European Commission approves KYGEVVI® for TK2d
IMP warmly welcomes the decision by the European Commission to approve KYGEVVI® (doxecitine and doxribtimine) as the first and only treatment for people living with thymidine kinase 2 deficiency (TK2d) in the European Union.
This landmark approval represents a major breakthrough for individuals and families affected by TK2d—an ultra-rare, life-threatening mitochondrial disease characterised by progressive muscle weakness and a severe impact on daily life. Until now, patients in Europe have had no approved treatment options beyond supportive care.
The European Commission’s decision follows a positive opinion from the European Medicines Agency and is based on clinical data showing improvements in motor function and reduced reliance on ventilatory and feeding support among treated patients.

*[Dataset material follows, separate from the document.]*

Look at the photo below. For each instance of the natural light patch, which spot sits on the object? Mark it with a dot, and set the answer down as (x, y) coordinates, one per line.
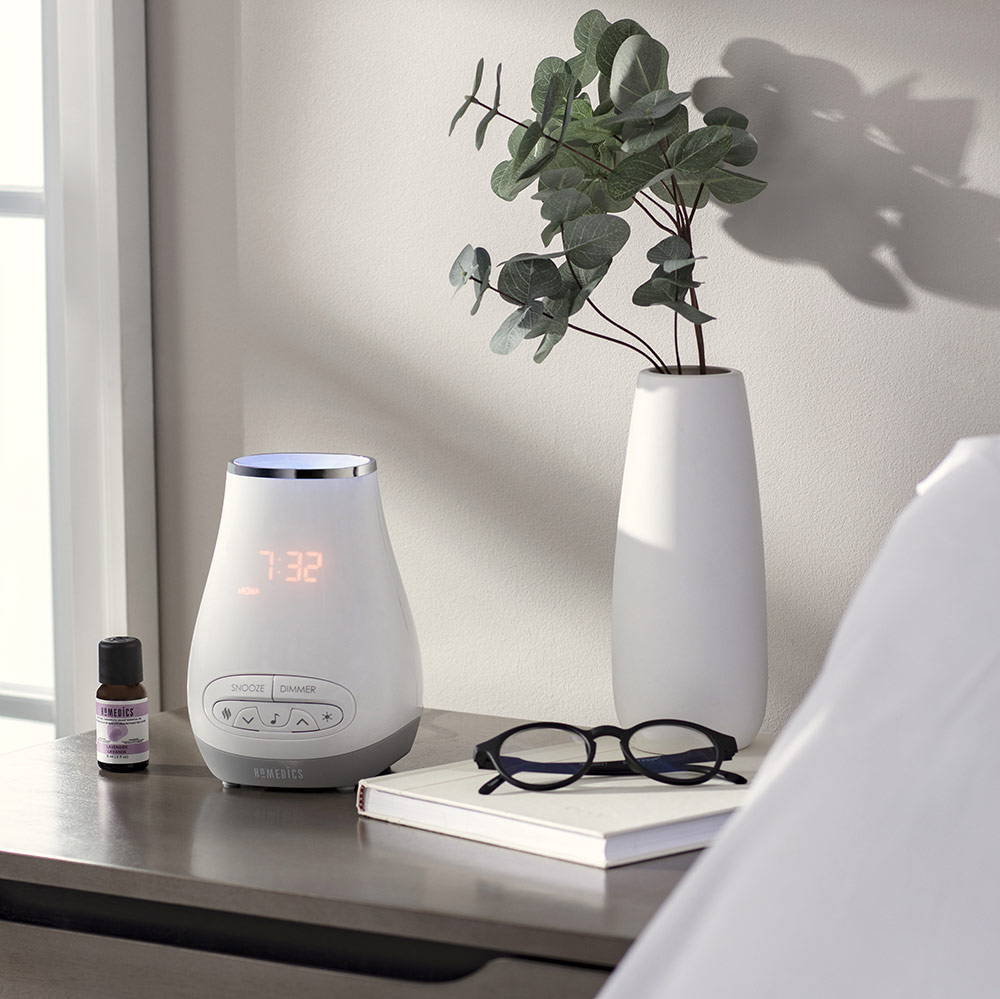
(21, 149)
(26, 585)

Importantly, this approval builds on momentum seen globally, following approval of KYGEVVI® by the U.S. Food and Drug Administration (FDA) in 2025, marking another significant step forward for the international mitochondrial disease community.
A significant moment for patients across Europe
IMP recognises this approval as a pivotal moment for the mitochondrial disease community. For the first time, patients across Europe living with TK2d may gain access to a therapy that addresses the underlying biology of the disease, offering new hope where previously there was none.
“This is truly transformative news for patients and families affected by TK2d across Europe. After years of unmet need, the availability of an approved treatment offers hope, improved outcomes, and a tangible step forward in care,” said Paula Morandi, Chair of International Mito Patients.
The importance of the patient voice
IMP is proud to have represented the international mitochondrial disease patient community throughout the regulatory process, ensuring that the lived experience of patients and families was reflected in discussions and decision-making.
“At IMP, we are committed to ensuring that the patient voice is heard in the development and approval of new therapies. We are proud to have contributed to this process and to have advocated for timely access to treatment for the global mito community,” said Jo de Bry, Director of Development & Operations at IMP.
Looking beyond Europe
While this approval is a major milestone, IMP emphasises the importance of equitable global access. The organisation calls on regulatory authorities worldwide to follow the European Commission’s decision and accelerate access to KYGEVVI for patients in other regions.
“We hope that regulators around the world will build on this momentum and work swiftly to make this treatment available to all patients who may benefit from it,” added Morandi.
Continuing the journey
IMP also acknowledges and thanks all patients, families, researchers, clinicians, regulators and partners—specifically UCB—for their dedication in bringing this therapy to approval. This achievement demonstrates what is possible through collaboration and sustained advocacy.
IMP will continue to work with its global network to support access, raise awareness, and advocate for further treatment developments for mitochondrial diseases.